How to Save a PSD File for an Older Version of Photoshop

Enabling backward compatibility works, but not always perfectly

Given the many structural changes to the way Adobe built Photoshop over the years, the question of backward compatibility among PSD files is more complicated than with most other applications.

The procedures outlined below work for all currently supported versions of Adobe Photoshop for Creative Cloud for Windows and macOS.

How to Save a Photoshop File for an Older Version

Photoshop file handling preferences

Set the default option in Photoshop preferences called Maximize PSD and PSB File Compatibility (under menu Edit > Preferences > File Handling). This setting is persistent, so you'll only need to set it once.

Ensure that this area at the bottom of the File Compatibility area is set to Always or Ask. Turning this option on, however, results in larger file sizes. If you only need this feature occasionally, set it to Ask and Photoshop will ask you if you want to maximize compatibility every time you save a file. When this compatibility option is invoked, the layers are saved along with a flattened composite of the image.

The easiest way of saving a file for an older version is to simply flatten it by saving it out as either a jpg, gif or png image. All of the effects and so on added using the newer version will be baked into the resulting file.

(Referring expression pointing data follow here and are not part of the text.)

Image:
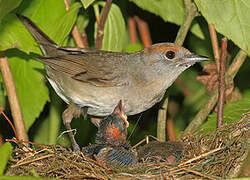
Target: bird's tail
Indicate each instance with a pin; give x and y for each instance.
(47, 45)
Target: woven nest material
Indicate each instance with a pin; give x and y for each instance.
(215, 156)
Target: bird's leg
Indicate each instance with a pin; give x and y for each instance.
(67, 116)
(96, 121)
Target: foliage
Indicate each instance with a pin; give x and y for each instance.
(232, 112)
(43, 118)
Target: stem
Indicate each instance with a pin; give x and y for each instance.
(13, 99)
(85, 39)
(207, 108)
(132, 30)
(191, 13)
(100, 28)
(75, 32)
(215, 45)
(161, 122)
(144, 32)
(97, 14)
(221, 83)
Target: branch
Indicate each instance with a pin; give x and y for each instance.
(190, 13)
(207, 108)
(100, 28)
(85, 39)
(221, 100)
(144, 32)
(75, 33)
(161, 121)
(13, 99)
(215, 45)
(132, 30)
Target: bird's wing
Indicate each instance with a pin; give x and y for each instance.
(98, 68)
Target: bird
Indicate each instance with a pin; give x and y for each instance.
(155, 151)
(111, 147)
(93, 81)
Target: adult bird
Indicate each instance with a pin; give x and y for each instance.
(93, 81)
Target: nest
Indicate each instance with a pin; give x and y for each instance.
(206, 156)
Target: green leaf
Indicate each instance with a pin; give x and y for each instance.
(87, 3)
(232, 113)
(57, 23)
(24, 178)
(5, 152)
(2, 96)
(30, 85)
(133, 48)
(114, 29)
(47, 132)
(230, 18)
(6, 6)
(169, 11)
(14, 34)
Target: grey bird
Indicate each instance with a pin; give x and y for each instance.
(96, 80)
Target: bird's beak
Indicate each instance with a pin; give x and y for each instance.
(193, 58)
(196, 58)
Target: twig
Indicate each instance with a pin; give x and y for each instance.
(85, 39)
(97, 14)
(13, 128)
(221, 88)
(215, 45)
(13, 99)
(201, 156)
(144, 31)
(75, 32)
(132, 30)
(190, 14)
(100, 28)
(161, 122)
(198, 173)
(207, 108)
(170, 129)
(33, 160)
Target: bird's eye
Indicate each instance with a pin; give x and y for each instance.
(170, 54)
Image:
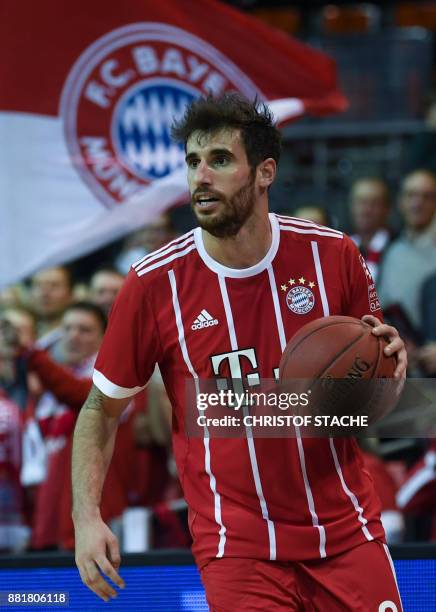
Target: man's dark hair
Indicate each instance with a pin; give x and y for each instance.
(260, 136)
(91, 308)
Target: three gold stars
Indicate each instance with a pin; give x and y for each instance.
(292, 281)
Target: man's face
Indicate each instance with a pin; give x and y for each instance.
(50, 292)
(82, 335)
(221, 182)
(369, 206)
(104, 289)
(418, 200)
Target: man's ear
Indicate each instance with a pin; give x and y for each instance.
(266, 172)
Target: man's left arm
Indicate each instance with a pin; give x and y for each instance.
(363, 303)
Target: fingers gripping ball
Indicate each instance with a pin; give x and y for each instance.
(341, 361)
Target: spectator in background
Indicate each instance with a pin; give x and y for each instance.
(83, 327)
(411, 259)
(425, 355)
(310, 212)
(104, 286)
(417, 495)
(146, 240)
(370, 207)
(50, 293)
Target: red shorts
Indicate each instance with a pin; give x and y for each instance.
(359, 580)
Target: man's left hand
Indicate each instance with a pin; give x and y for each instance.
(395, 344)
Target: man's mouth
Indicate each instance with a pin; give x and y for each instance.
(205, 202)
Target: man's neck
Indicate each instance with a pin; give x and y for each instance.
(366, 237)
(247, 248)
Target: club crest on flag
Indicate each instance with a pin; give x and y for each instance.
(122, 95)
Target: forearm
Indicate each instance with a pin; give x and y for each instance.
(93, 444)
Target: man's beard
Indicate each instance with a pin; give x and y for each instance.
(235, 212)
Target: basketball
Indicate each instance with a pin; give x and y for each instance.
(341, 361)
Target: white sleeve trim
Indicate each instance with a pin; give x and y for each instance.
(111, 389)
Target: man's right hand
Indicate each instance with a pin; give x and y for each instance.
(98, 557)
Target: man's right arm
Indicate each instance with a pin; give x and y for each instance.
(96, 546)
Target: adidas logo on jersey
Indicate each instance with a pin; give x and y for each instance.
(204, 320)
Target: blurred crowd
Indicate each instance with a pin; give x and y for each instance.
(51, 327)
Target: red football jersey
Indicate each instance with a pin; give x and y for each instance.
(267, 498)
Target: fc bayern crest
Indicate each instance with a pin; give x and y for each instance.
(123, 94)
(300, 299)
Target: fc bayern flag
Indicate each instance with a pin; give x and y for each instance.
(89, 91)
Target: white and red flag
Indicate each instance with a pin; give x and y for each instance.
(88, 93)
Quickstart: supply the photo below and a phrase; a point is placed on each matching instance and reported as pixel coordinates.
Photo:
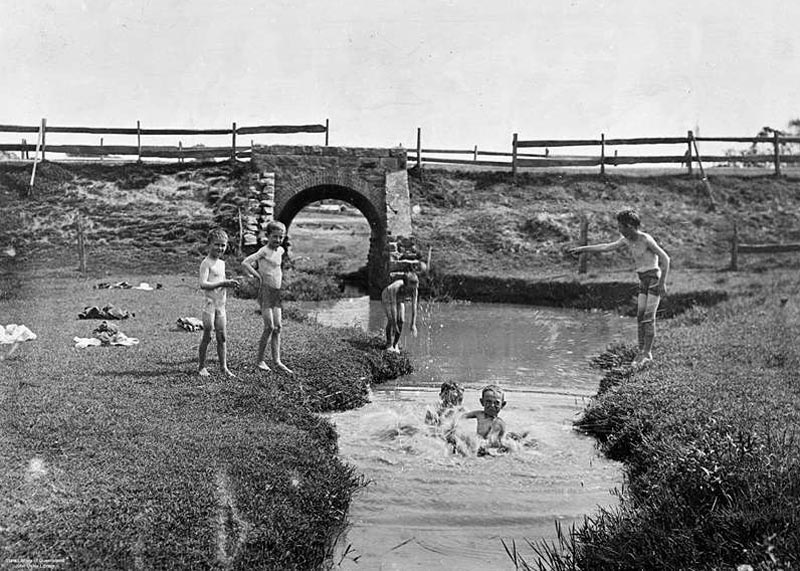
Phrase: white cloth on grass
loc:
(14, 333)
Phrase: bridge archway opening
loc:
(377, 227)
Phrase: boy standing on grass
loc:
(214, 286)
(652, 266)
(393, 298)
(265, 266)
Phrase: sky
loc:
(466, 72)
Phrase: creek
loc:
(429, 505)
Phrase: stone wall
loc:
(374, 180)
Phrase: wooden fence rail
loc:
(688, 156)
(739, 248)
(179, 152)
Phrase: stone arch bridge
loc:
(373, 180)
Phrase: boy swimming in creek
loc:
(490, 426)
(451, 395)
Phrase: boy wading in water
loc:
(393, 299)
(490, 425)
(265, 266)
(652, 266)
(214, 286)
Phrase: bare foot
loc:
(284, 368)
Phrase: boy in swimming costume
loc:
(393, 298)
(265, 266)
(214, 286)
(490, 425)
(652, 266)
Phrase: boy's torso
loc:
(269, 266)
(643, 256)
(216, 273)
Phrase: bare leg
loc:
(641, 304)
(276, 340)
(390, 319)
(208, 325)
(266, 335)
(399, 329)
(221, 325)
(649, 326)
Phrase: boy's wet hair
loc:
(217, 234)
(494, 389)
(275, 225)
(451, 394)
(629, 218)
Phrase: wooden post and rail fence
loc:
(517, 158)
(179, 152)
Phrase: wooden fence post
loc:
(602, 153)
(39, 144)
(233, 141)
(81, 245)
(241, 232)
(583, 240)
(514, 158)
(419, 151)
(44, 134)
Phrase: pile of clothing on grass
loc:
(105, 334)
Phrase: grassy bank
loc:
(709, 440)
(122, 457)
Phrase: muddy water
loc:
(431, 505)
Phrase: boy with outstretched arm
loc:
(393, 298)
(265, 266)
(652, 266)
(215, 287)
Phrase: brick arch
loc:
(374, 180)
(325, 187)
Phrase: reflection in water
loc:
(429, 506)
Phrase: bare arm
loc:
(249, 265)
(606, 247)
(205, 278)
(663, 263)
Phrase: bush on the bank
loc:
(710, 441)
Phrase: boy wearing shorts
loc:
(652, 266)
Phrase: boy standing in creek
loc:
(652, 266)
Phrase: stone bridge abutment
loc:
(372, 180)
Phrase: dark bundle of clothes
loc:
(107, 312)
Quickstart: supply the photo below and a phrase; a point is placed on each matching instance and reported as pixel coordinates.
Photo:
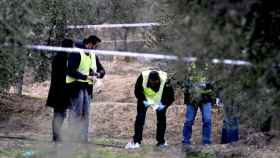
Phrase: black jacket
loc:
(167, 94)
(57, 97)
(73, 64)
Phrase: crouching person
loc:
(152, 89)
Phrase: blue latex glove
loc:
(160, 107)
(146, 103)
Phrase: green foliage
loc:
(242, 29)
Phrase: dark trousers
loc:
(140, 121)
(58, 118)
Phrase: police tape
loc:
(152, 24)
(135, 55)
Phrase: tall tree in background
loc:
(239, 29)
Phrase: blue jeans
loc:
(230, 131)
(189, 121)
(79, 116)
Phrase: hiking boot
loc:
(132, 145)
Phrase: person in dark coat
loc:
(57, 97)
(83, 68)
(153, 89)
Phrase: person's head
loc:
(67, 43)
(91, 42)
(154, 79)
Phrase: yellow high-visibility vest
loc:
(151, 96)
(84, 67)
(93, 65)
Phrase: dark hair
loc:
(153, 76)
(92, 39)
(67, 43)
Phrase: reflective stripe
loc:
(93, 65)
(84, 67)
(151, 96)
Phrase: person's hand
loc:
(146, 103)
(97, 74)
(160, 107)
(219, 103)
(90, 78)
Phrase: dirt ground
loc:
(113, 114)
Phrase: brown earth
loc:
(113, 115)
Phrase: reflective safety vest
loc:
(87, 62)
(93, 65)
(152, 96)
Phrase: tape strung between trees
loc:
(136, 55)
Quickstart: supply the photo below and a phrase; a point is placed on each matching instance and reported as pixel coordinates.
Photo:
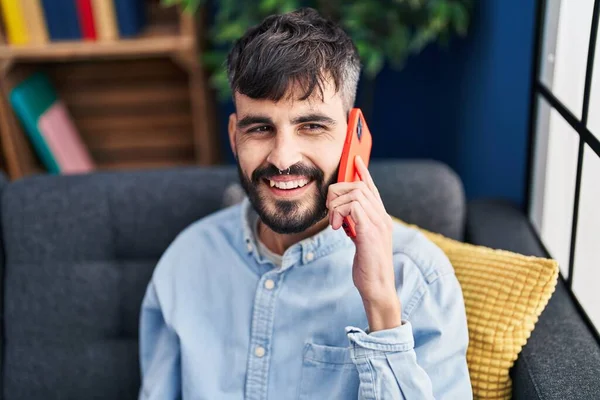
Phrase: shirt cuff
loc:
(392, 340)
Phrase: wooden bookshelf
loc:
(156, 40)
(141, 102)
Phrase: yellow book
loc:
(14, 22)
(35, 21)
(105, 19)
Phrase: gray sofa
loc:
(78, 252)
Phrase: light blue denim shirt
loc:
(220, 321)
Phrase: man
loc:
(269, 299)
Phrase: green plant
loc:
(383, 30)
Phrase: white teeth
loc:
(288, 185)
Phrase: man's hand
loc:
(373, 269)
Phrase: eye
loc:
(313, 128)
(260, 129)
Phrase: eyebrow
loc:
(260, 119)
(253, 119)
(315, 117)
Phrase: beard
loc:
(288, 216)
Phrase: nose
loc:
(285, 151)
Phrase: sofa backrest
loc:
(80, 251)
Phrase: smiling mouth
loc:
(288, 184)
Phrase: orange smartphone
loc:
(358, 142)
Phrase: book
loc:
(86, 19)
(62, 20)
(49, 126)
(105, 19)
(35, 21)
(14, 21)
(131, 16)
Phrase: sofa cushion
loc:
(80, 251)
(504, 293)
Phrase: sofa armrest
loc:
(561, 359)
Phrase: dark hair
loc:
(298, 48)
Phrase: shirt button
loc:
(259, 351)
(269, 284)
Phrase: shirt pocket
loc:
(328, 373)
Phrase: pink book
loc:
(64, 141)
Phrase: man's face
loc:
(305, 136)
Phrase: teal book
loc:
(30, 100)
(49, 126)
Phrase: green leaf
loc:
(229, 32)
(268, 6)
(460, 18)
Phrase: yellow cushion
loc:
(504, 294)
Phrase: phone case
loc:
(358, 142)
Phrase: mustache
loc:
(296, 169)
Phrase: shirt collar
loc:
(304, 252)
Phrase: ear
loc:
(231, 128)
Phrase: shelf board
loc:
(156, 40)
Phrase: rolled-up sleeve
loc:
(425, 357)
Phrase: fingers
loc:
(365, 198)
(365, 175)
(353, 210)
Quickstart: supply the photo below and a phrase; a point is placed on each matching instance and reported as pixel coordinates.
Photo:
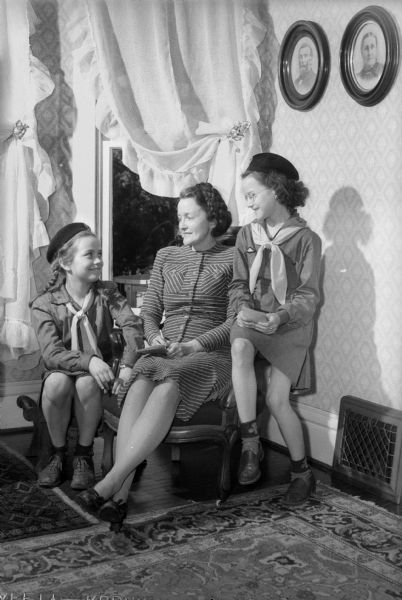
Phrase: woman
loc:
(189, 288)
(275, 294)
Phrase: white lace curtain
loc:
(175, 79)
(25, 177)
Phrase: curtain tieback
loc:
(277, 262)
(81, 316)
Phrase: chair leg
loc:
(107, 456)
(225, 479)
(175, 458)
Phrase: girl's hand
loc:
(178, 349)
(123, 378)
(101, 372)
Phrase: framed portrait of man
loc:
(370, 55)
(304, 63)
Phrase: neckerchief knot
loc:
(279, 278)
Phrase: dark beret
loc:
(62, 236)
(267, 161)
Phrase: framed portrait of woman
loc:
(304, 65)
(370, 55)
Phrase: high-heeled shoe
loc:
(114, 512)
(90, 500)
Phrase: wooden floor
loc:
(156, 489)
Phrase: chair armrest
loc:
(228, 401)
(117, 341)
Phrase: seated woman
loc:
(189, 287)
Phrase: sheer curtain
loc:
(25, 177)
(175, 80)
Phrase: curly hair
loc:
(211, 201)
(289, 193)
(65, 255)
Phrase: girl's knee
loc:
(87, 388)
(58, 388)
(242, 351)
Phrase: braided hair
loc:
(211, 201)
(64, 255)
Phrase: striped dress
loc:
(190, 289)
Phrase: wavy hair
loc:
(211, 201)
(289, 193)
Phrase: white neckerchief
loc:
(80, 315)
(277, 263)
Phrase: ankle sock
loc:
(85, 451)
(249, 429)
(249, 436)
(59, 451)
(299, 466)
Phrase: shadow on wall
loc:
(346, 356)
(56, 119)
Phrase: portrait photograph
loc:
(304, 65)
(368, 55)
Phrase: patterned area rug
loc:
(26, 510)
(336, 547)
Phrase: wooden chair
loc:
(215, 421)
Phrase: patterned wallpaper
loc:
(350, 156)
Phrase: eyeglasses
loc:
(251, 196)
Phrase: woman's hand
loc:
(124, 376)
(271, 325)
(159, 340)
(268, 323)
(101, 372)
(178, 349)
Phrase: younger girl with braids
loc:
(73, 319)
(189, 288)
(275, 294)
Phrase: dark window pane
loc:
(142, 223)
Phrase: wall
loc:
(349, 156)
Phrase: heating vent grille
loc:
(368, 446)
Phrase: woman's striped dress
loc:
(190, 289)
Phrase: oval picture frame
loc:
(304, 65)
(369, 57)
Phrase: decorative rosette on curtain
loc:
(26, 178)
(175, 81)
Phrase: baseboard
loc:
(11, 416)
(320, 428)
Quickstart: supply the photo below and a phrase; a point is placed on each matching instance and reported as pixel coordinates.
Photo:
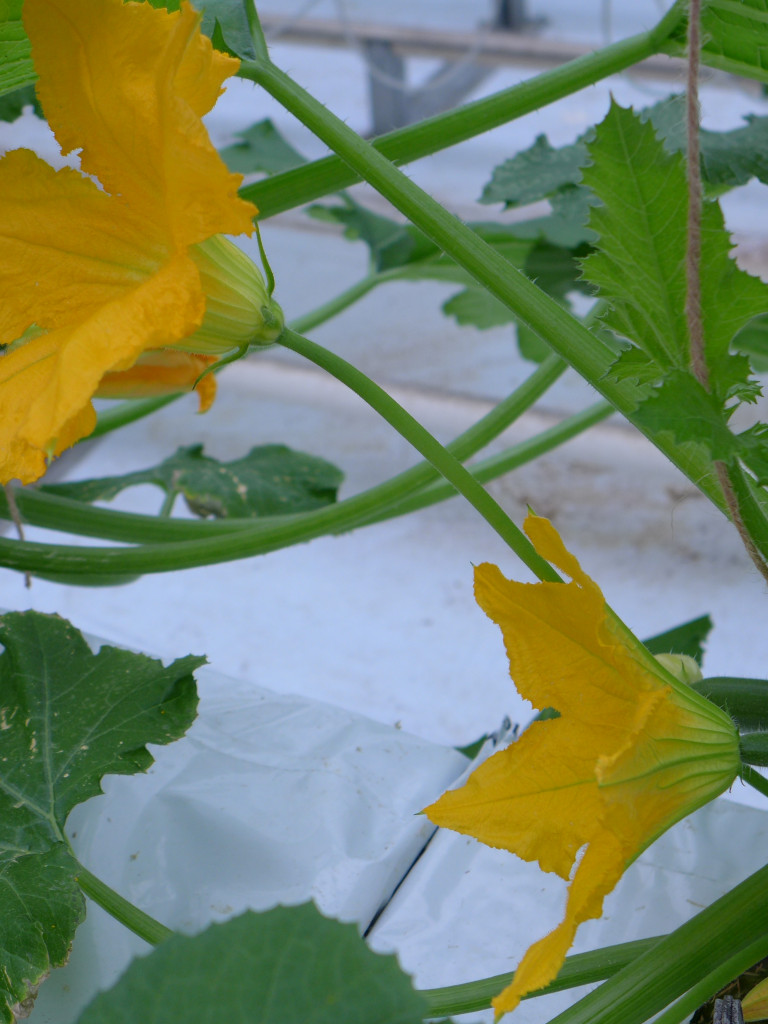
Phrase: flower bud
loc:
(239, 309)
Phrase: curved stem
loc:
(445, 463)
(580, 969)
(139, 923)
(336, 305)
(255, 30)
(295, 187)
(712, 983)
(48, 510)
(506, 461)
(586, 351)
(128, 412)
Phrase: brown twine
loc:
(693, 265)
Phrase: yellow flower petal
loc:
(127, 84)
(165, 372)
(47, 383)
(632, 752)
(103, 269)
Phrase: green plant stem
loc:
(581, 969)
(119, 907)
(568, 337)
(678, 962)
(295, 187)
(512, 458)
(49, 510)
(124, 413)
(755, 779)
(445, 463)
(256, 32)
(704, 990)
(336, 305)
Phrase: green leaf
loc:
(269, 480)
(16, 69)
(688, 638)
(683, 408)
(733, 35)
(640, 263)
(226, 24)
(12, 103)
(261, 147)
(476, 307)
(753, 341)
(537, 172)
(68, 718)
(391, 244)
(287, 966)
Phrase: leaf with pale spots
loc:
(269, 480)
(68, 718)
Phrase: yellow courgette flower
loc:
(98, 267)
(632, 752)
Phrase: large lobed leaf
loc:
(639, 265)
(68, 717)
(269, 480)
(733, 34)
(282, 967)
(639, 268)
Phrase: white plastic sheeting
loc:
(272, 799)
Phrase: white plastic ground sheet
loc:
(272, 799)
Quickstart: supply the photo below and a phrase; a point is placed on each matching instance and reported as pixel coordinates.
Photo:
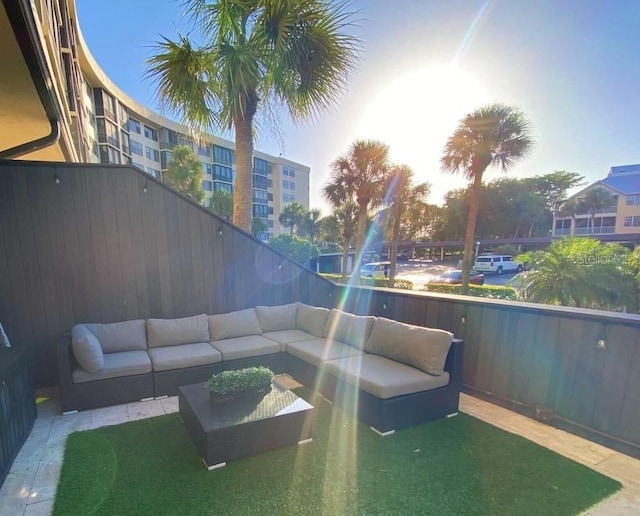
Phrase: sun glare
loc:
(415, 113)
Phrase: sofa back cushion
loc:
(234, 324)
(312, 319)
(86, 349)
(423, 348)
(173, 332)
(277, 318)
(348, 328)
(120, 336)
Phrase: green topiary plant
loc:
(229, 384)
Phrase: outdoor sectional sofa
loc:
(391, 374)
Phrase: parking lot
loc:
(421, 272)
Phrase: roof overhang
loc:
(30, 121)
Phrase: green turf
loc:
(453, 466)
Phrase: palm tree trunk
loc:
(242, 189)
(345, 256)
(394, 247)
(362, 232)
(474, 203)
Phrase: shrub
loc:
(489, 291)
(372, 282)
(240, 380)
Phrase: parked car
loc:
(375, 270)
(498, 264)
(454, 277)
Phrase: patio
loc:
(31, 484)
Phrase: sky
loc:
(573, 68)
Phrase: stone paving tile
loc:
(29, 489)
(43, 508)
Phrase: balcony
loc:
(554, 375)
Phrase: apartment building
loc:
(99, 123)
(620, 216)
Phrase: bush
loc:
(372, 282)
(489, 291)
(240, 380)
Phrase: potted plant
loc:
(240, 382)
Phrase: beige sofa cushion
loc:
(383, 378)
(348, 328)
(276, 318)
(124, 363)
(173, 332)
(86, 349)
(234, 324)
(284, 337)
(424, 348)
(185, 355)
(317, 351)
(245, 347)
(120, 336)
(312, 319)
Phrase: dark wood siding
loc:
(539, 360)
(97, 248)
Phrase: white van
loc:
(375, 270)
(498, 263)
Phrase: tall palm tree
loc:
(292, 53)
(360, 174)
(346, 212)
(401, 193)
(495, 134)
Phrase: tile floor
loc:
(30, 487)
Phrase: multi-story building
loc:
(97, 122)
(621, 216)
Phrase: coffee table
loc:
(245, 426)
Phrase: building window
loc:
(152, 154)
(136, 148)
(633, 200)
(223, 173)
(261, 167)
(151, 133)
(223, 155)
(260, 211)
(217, 186)
(204, 150)
(260, 182)
(134, 125)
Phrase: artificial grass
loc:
(452, 466)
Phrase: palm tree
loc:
(292, 53)
(346, 212)
(400, 195)
(360, 174)
(594, 200)
(580, 272)
(292, 216)
(495, 134)
(184, 173)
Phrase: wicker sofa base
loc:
(385, 415)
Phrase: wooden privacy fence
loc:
(576, 369)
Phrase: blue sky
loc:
(573, 67)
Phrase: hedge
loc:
(490, 291)
(372, 282)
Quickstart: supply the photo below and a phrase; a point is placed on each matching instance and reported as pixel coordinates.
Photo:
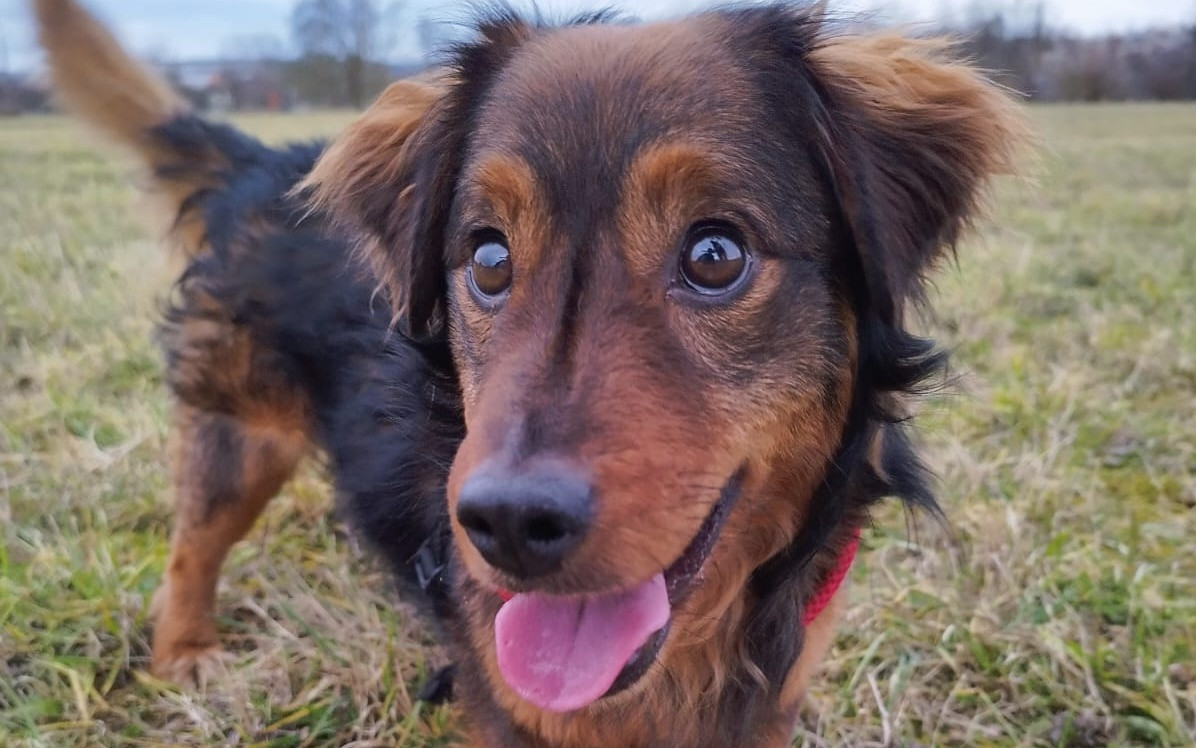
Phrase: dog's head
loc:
(671, 261)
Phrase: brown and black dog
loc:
(635, 366)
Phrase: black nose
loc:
(525, 522)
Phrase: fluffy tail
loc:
(134, 107)
(98, 81)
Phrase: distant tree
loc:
(351, 35)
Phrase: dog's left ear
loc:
(913, 137)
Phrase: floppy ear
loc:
(914, 137)
(390, 178)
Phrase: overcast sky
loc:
(193, 29)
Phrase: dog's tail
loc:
(97, 80)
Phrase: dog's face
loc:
(652, 249)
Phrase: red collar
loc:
(822, 596)
(825, 591)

Ramifications of Opening Newer PSD Files with Older Software

Adobe Photoshop CS2.

When you open a newer Photoshop PSD file in the older Photoshop version, the new features of Photoshop will not carry over when the file is opened in a version that did not contain these features. If the file is edited and saved from the older version, the unsupported features are discarded. This is why, in many cases, the adage "It is easier to open down than to open up" is important.

For example, some new blending modes were added to Creative Cloud since Photoshop 6 came out. If you used any of these in your file and then edit it in the older version, the image may look different. Other new features like smart objects, certain effect layers, layer sets or groups, layer comps, etc. won't carry over. You might want to make a duplicate of your file and simplify it as much as possible before trying to open it in an older version.

The same applies when opening Photoshop files in other non-Adobe software that read PSD files.

Some programs offer a "save as PSD" option. Each program saves a specific version of a PSD file, so unless you know specifically which version of Photoshop the PSD save-as option was optimized for, you may encounter compatibility problems trying to open those documents in very old copies of Photoshop.